For Lahti’s urban planners, this meant a need to focus on solutions that would facilitate them in understanding the children’s perspective and incorporating it into their planning processes.
Maptionnaire for Child-Friendly Urban Design
Following positive experiences from other projects where map-based surveys had been used in school environments, Lahti’s planners decided to use Maptionnaire in their work for targeting children. Check this article to know more about children influencing city planning with public participation tools.
One of the planning projects within this scope was to gather knowledge from local kindergartens on their use of urban green areas. The aim was to create a database that would serve the work of planners, street designers and forest managers.
Using Maptionnaire, the planners designed a map survey to understand which urban green areas kindergartens use for their activities, how these areas get used, what features children value in them, and what routes do the groups use to access them.
The planners aim was to create a comprehensive dataset covering the whole city and all kindergartens, so for the sake of resources, kindergarten teachers were the respondents of the survey, based on their knowledge of daily outdoor activities at their facility.
Here is one more example of urban planners being interested in kids’ perspectives and activities (but not only). OBB Engineering in the Netherlands used Maptionnaire to source opinions from people in various age groups, including kids. These residents’ views directly informed the planning projects and urban spaces.
The Outcome: Making Child-Minded Improvements
The data Lahti’s planners received through this process has helped to make the city more child-friendly. Being able to stay aware of the forest areas that kindergarten children use and the characteristics that children value in them, has allowed the city to execute forest management work in consideration of the children’s preferences.

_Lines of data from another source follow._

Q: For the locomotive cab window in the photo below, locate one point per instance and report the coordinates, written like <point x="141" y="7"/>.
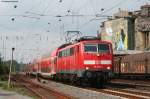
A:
<point x="103" y="48"/>
<point x="98" y="48"/>
<point x="90" y="47"/>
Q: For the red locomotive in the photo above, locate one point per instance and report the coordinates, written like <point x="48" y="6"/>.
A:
<point x="87" y="60"/>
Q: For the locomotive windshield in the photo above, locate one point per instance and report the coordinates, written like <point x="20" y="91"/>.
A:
<point x="100" y="48"/>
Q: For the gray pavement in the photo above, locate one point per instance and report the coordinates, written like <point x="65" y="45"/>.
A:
<point x="11" y="95"/>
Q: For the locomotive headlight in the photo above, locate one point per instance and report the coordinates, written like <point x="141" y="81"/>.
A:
<point x="108" y="68"/>
<point x="87" y="68"/>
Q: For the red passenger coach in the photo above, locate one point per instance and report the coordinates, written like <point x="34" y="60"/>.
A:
<point x="86" y="60"/>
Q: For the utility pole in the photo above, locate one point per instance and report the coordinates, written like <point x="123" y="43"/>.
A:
<point x="10" y="66"/>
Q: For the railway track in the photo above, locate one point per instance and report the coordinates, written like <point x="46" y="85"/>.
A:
<point x="138" y="84"/>
<point x="127" y="92"/>
<point x="41" y="92"/>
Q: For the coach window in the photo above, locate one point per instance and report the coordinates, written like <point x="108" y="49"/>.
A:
<point x="60" y="54"/>
<point x="103" y="48"/>
<point x="68" y="52"/>
<point x="71" y="51"/>
<point x="90" y="48"/>
<point x="63" y="53"/>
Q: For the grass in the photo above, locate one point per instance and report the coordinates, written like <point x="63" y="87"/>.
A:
<point x="16" y="88"/>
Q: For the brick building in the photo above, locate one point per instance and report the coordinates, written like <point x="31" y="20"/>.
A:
<point x="128" y="30"/>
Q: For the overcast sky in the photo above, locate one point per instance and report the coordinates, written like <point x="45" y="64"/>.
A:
<point x="36" y="27"/>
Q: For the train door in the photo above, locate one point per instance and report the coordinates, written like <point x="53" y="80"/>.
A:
<point x="53" y="65"/>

Knowledge about the routes along which children walk to the urban green areas has allowed the city to take street safety better into account in specific points.

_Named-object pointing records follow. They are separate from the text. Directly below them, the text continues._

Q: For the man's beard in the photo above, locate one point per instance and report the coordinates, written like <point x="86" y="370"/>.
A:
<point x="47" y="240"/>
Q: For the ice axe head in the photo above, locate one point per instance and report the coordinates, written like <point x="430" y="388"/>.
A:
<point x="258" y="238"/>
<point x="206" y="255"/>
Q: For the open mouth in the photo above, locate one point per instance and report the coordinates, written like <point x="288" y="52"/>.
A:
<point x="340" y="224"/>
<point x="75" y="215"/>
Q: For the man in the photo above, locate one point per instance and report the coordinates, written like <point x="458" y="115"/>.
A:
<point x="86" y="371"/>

Following the feedback, the city also made child-minded improvements, such as the installment of a small picnic table and benches in one forest site. In another case, the children were provided a public path to access their closest green area through a private housing lot.
The combination of a committed team of urban planners and a rich data set gathered using Maptionnaire, has enabled a process for Lahti’s urban green area development that cherishes the child-friendly qualities of green spaces and, ultimately, supports the use of nature for outdoor activities within early childhood education.
We managed to collect an amazingly useful data set. Truthfully, we couldn’t have done it without using Maptionnaire!
Johanna Palomäki - Master Planning Architect
UNICEF Finland has awarded Lahti as a child-friendly city in 2015 and 2018.